Self-Concordant Perturbations for Linear Bandits

We consider the adversarial linear bandits setting and present a unified algorithmic framework that bridges Follow-the-Regularized-Leader (FTRL) and Follow-the-Perturbed-Leader (FTPL) methods, extending the known connection between them from the full-information setting. Within this framework, we introduce self-concordant perturbations, a family of probability distributions that mirror the role of self-concordant barriers previously employed in the FTRL-based SCRiBLe algorithm. Using this idea, we design a novel FTPL-based algorithm that combines self-concordant regularization with efficient stochastic exploration. Our approach achieves a regret of $\mathcal{O}(d\sqrt{n \ln n})$ on both the $d$-dimensional hypercube and the $\ell_2$ ball. On the $\ell_2$ ball, this matches the rate attained by SCRiBLe. For the hypercube, this represents a $\sqrt{d}$ improvement over these methods and matches the optimal bound up to logarithmic factors.

💡 Research Summary

The paper tackles the adversarial linear bandit problem, where a learner repeatedly selects actions from a convex compact set K ⊂ ℝᵈ, observes only the scalar loss ⟨yₜ, Aₜ⟩, and aims to minimize regret against the best fixed action in hindsight. Two classic algorithmic families—Follow‑the‑Regularized‑Leader (FTRL) and Follow‑the‑Perturbed‑Leader (FTPL)—are known to be unified under the Gradient‑Based Prediction Algorithm (GBPA) in the full‑information setting. However, this unification does not directly extend to bandits because only partial feedback is available, forcing the design of explicit exploration mechanisms.

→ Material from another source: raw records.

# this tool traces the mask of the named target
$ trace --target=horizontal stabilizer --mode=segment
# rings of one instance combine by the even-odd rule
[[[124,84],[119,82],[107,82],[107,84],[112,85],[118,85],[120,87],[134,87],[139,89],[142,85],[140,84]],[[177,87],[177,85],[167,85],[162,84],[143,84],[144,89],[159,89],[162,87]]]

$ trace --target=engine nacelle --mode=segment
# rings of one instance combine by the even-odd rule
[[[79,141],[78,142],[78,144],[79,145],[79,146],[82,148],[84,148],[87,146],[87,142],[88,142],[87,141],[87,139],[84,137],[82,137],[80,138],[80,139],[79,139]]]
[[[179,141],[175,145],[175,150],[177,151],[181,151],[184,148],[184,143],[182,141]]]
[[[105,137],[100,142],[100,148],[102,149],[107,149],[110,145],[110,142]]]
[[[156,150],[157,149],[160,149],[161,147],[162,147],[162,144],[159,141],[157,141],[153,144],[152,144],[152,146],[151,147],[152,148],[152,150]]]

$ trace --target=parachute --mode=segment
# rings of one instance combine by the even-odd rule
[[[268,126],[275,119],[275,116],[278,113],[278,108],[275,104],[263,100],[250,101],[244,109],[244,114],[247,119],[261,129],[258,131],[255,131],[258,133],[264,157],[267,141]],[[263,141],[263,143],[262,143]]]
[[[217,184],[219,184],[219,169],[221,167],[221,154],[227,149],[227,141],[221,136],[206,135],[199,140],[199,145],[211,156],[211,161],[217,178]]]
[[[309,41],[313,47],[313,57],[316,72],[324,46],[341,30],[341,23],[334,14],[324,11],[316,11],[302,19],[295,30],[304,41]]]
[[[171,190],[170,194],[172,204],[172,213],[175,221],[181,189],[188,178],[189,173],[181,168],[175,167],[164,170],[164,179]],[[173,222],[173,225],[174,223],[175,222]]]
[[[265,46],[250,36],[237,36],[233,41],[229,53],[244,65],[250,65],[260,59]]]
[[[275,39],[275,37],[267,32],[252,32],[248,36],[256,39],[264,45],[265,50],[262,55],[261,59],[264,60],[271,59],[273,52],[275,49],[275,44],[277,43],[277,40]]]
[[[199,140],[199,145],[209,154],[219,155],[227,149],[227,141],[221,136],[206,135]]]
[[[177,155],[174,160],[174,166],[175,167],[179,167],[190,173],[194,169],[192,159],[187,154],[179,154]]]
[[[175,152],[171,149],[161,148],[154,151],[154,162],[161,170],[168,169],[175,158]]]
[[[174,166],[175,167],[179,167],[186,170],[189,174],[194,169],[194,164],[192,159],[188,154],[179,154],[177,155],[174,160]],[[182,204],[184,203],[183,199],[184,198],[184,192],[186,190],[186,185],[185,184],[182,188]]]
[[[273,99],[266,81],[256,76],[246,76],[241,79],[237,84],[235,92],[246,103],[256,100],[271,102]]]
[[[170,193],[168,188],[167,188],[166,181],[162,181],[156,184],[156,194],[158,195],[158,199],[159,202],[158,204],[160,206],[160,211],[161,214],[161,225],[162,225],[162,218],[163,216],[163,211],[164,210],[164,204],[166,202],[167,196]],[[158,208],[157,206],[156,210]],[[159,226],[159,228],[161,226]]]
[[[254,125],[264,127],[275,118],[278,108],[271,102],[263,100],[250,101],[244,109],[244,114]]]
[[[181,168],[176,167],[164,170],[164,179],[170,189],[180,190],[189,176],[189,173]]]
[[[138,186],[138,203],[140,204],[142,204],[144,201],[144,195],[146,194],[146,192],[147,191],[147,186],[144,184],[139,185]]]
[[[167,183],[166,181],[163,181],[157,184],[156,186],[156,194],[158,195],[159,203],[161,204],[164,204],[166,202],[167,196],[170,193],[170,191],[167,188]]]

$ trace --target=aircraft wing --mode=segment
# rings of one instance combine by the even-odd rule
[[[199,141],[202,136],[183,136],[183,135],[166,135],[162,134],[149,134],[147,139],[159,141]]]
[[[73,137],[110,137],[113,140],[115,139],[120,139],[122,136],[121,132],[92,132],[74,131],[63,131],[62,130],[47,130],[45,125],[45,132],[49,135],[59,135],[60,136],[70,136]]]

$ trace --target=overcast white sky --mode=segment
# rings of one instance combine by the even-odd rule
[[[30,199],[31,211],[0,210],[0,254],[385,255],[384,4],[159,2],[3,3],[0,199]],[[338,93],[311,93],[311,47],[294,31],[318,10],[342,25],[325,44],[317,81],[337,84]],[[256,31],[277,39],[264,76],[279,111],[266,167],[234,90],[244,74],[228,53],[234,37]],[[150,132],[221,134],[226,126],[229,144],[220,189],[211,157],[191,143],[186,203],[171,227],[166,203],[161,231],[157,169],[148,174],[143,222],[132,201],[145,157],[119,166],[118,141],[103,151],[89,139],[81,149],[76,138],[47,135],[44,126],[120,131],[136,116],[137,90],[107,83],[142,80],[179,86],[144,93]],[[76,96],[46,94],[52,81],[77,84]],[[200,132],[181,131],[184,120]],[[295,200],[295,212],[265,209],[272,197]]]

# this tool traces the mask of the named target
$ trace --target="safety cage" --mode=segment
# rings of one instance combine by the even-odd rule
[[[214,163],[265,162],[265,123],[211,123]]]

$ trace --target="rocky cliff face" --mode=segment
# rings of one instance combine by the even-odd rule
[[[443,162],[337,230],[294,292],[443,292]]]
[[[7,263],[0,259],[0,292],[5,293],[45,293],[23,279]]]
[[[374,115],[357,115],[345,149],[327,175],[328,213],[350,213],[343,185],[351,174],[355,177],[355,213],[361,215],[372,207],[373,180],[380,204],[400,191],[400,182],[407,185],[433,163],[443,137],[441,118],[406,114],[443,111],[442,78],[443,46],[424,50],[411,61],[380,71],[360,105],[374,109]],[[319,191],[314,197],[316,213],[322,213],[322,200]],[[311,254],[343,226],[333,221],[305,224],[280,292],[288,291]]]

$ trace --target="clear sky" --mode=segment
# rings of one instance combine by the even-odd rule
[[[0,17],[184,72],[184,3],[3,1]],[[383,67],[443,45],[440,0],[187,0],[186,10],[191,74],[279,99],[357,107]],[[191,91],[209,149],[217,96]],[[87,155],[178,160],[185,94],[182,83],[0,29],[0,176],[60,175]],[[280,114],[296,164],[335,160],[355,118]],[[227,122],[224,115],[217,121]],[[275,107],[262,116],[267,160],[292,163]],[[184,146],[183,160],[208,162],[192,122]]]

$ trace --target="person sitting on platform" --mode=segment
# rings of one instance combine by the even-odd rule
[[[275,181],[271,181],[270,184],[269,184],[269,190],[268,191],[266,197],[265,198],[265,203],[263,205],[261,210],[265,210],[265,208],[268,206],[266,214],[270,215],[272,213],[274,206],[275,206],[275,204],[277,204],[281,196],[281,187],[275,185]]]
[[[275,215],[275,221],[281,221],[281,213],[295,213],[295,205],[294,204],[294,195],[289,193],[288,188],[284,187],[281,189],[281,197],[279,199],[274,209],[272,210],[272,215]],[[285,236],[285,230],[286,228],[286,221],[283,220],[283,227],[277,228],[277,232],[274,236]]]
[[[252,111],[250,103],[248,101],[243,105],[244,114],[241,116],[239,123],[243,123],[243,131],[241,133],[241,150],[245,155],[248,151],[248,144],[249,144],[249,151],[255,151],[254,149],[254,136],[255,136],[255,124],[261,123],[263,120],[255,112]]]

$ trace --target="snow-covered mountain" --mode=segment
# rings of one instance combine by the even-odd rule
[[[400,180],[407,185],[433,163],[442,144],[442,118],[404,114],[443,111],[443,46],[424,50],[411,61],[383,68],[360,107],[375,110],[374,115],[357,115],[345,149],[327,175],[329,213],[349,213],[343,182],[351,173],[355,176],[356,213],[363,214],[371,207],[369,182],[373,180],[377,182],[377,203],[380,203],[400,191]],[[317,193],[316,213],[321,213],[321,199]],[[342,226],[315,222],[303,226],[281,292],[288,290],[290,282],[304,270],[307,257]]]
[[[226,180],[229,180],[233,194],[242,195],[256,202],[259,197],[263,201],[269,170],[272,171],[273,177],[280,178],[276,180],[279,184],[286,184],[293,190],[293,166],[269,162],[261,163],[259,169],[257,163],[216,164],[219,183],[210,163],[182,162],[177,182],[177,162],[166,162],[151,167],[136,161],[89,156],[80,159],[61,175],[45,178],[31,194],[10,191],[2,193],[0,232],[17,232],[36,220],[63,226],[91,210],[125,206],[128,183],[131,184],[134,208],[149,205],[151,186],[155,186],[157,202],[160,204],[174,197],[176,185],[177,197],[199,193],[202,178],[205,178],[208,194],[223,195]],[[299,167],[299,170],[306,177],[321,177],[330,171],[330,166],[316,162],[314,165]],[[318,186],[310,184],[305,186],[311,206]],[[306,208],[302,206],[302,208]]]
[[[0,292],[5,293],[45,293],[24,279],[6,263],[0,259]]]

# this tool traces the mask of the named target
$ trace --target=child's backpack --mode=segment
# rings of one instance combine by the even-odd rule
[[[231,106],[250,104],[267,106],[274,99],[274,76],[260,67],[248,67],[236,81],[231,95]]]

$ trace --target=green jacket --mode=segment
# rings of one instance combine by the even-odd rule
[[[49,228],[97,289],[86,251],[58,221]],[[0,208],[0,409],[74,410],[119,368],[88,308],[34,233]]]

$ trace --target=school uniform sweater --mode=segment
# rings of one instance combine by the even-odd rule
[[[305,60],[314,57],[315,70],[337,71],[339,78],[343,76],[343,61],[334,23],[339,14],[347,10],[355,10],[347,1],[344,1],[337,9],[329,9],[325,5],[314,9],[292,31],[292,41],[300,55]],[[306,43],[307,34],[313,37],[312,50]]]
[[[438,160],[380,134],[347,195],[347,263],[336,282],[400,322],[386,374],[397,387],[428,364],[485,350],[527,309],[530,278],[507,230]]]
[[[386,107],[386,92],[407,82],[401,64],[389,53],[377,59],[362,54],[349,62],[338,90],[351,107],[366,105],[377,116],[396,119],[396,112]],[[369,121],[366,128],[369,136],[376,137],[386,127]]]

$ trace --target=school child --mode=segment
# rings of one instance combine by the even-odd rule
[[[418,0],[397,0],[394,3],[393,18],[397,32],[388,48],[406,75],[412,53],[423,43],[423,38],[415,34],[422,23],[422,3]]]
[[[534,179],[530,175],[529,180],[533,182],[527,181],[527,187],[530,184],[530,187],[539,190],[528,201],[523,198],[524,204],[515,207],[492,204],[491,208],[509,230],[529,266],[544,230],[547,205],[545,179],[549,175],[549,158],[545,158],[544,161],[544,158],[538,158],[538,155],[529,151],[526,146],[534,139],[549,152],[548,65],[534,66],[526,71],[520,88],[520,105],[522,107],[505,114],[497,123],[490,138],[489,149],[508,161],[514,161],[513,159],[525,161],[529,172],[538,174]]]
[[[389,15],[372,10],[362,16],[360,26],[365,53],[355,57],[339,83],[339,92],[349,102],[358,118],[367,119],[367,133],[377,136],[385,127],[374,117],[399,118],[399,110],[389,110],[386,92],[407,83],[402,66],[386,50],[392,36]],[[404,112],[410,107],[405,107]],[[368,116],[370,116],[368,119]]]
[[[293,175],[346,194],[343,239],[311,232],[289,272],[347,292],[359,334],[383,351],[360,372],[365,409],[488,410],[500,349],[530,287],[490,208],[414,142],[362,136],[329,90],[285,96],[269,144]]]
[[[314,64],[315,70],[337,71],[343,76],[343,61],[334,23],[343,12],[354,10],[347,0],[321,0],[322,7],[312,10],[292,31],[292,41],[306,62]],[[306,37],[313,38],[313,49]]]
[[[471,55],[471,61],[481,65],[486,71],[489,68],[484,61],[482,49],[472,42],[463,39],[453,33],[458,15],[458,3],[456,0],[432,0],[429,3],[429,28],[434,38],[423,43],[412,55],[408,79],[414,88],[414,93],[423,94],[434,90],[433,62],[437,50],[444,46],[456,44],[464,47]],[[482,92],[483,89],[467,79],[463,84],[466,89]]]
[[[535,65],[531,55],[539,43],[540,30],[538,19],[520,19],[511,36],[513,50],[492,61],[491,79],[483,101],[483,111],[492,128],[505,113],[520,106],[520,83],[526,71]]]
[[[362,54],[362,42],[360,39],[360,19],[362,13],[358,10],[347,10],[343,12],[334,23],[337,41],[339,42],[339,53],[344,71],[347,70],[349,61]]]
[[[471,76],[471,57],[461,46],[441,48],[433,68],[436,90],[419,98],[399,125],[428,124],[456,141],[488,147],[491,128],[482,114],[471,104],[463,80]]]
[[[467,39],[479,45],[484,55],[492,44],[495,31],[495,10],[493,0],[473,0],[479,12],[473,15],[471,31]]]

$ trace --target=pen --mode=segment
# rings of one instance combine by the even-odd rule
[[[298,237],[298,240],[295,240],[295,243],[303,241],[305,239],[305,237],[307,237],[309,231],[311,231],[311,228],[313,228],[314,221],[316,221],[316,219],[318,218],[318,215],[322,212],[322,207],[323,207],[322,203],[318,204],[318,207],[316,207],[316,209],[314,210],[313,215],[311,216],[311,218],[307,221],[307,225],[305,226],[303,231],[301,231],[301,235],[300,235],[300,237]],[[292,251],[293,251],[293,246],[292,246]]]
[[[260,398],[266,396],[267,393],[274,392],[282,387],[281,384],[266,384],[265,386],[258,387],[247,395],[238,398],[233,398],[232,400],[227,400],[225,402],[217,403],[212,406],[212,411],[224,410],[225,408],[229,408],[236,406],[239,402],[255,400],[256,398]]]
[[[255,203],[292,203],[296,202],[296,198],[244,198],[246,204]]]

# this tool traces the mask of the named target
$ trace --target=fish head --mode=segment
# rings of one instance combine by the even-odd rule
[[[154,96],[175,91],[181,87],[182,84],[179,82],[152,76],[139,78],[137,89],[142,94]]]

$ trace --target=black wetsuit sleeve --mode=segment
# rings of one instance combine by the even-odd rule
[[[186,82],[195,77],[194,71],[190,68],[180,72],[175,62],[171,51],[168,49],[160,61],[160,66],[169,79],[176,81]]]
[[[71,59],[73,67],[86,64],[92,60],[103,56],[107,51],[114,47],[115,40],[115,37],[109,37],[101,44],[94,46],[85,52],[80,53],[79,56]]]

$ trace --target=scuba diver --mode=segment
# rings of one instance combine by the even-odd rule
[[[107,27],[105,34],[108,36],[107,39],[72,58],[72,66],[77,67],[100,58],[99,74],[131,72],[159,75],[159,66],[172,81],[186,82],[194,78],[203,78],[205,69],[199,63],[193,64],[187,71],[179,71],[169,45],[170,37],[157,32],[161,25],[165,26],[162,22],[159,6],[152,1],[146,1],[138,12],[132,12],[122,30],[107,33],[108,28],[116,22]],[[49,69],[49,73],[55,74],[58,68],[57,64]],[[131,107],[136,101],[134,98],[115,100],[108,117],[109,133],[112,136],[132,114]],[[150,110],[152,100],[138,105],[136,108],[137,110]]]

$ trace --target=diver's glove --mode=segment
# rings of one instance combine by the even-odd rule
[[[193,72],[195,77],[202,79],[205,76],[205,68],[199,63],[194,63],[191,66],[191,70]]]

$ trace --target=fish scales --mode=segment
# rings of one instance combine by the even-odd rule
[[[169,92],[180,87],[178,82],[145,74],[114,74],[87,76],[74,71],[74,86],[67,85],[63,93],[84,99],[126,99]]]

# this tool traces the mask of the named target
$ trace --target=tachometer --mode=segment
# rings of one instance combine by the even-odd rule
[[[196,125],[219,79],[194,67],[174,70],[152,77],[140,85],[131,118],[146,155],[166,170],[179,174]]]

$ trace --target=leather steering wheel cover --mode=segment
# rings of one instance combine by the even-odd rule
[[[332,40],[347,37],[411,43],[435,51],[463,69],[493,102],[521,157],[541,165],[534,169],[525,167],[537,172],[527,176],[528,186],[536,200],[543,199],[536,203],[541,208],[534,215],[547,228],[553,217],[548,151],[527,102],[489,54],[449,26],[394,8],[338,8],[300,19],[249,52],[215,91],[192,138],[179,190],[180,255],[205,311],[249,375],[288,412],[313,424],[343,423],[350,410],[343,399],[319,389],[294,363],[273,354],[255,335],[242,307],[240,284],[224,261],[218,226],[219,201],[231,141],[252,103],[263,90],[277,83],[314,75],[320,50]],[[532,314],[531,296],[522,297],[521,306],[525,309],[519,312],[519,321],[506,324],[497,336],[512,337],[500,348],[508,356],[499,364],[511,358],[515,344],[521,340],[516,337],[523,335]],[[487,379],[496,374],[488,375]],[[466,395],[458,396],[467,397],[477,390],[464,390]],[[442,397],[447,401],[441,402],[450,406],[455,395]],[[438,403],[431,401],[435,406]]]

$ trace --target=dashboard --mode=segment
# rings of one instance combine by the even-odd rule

The authors introduce Bandits‑GBPA, a general template that extends GBPA to the bandit setting by adding (i) a sampling scheme S that randomizes the chosen action based on the current estimate of cumulative loss, and (ii) an estimation scheme E that reconstructs an unbiased estimate of the unknown loss vector from the observed scalar loss. When (S, E) are unbiased, the regret analysis of FTRL can be carried over.

The central technical contribution is the notion of self‑concordant perturbations. A probability distribution D on ℝᵈ is called a ϑ‑self‑concordant perturbation for K if there exists a ϑ‑self‑concordant barrier R on K such that the gradient of the Fenchel conjugate R* satisfies
∇R*(θ) = 𝔼_{ξ∼D}